Until recently, this sort of talk would have had you soundly rounded upon by a large number of senior Orthodox
A Bulgarian Orthodox prelate told Benedict XVI of his desire for unity, and his commitment to accelerate communion with the Catholic Church.
At the end of Wednesday’s general audience, Bishop Tichon, head of the diocese for Central and Western Europe of the Patriarchate of Bulgaria, stated to the Pope, “We must find unity as soon as possible and finally celebrate together,” L’Osservatore Romano reported.
“People don’t understand our divisions and our discussions,” the bishop stated.
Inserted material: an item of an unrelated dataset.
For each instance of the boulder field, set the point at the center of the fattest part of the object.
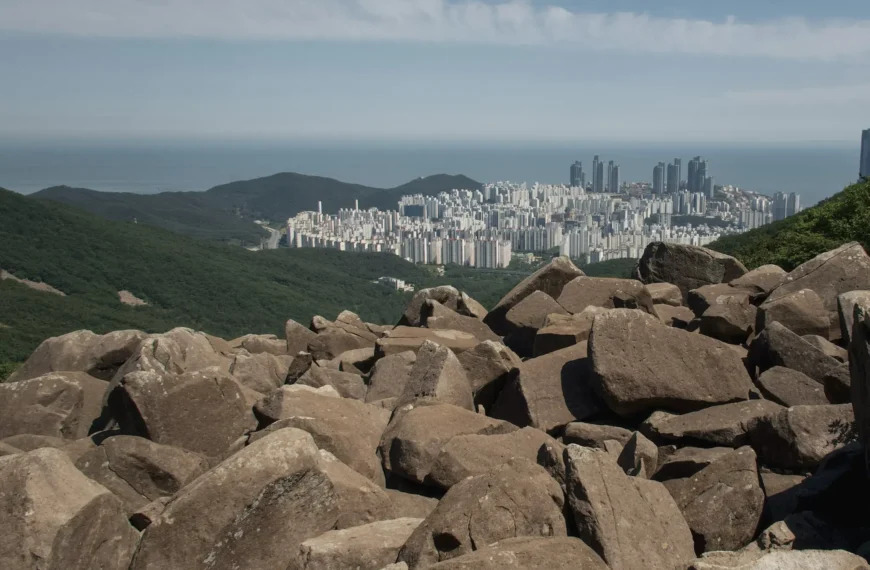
(702, 416)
He affirmed that he will “not spare any efforts” to work for the quick restoration of “communion between Catholics and Orthodox.”
Bishop Tichon said that “the theological dialogue that is going forward in these days in Cyprus is certainly important, but we should not be afraid to say that we must find as soon as possible the way to celebrate together.”
“A Catholic will not become an Orthodox and vice versa, but we must approach the altar together,” he added.
The prelate told the Pontiff that “this aspiration is a feeling that arose from the works of the assembly” of his diocese, held in Rome, in which all the priests and two delegates from every Bulgarian Orthodox parish took part.
“We have come to the Pope to express our desire for unity and also because he is the Bishop of Rome, the city that hosted our assembly,” he stated.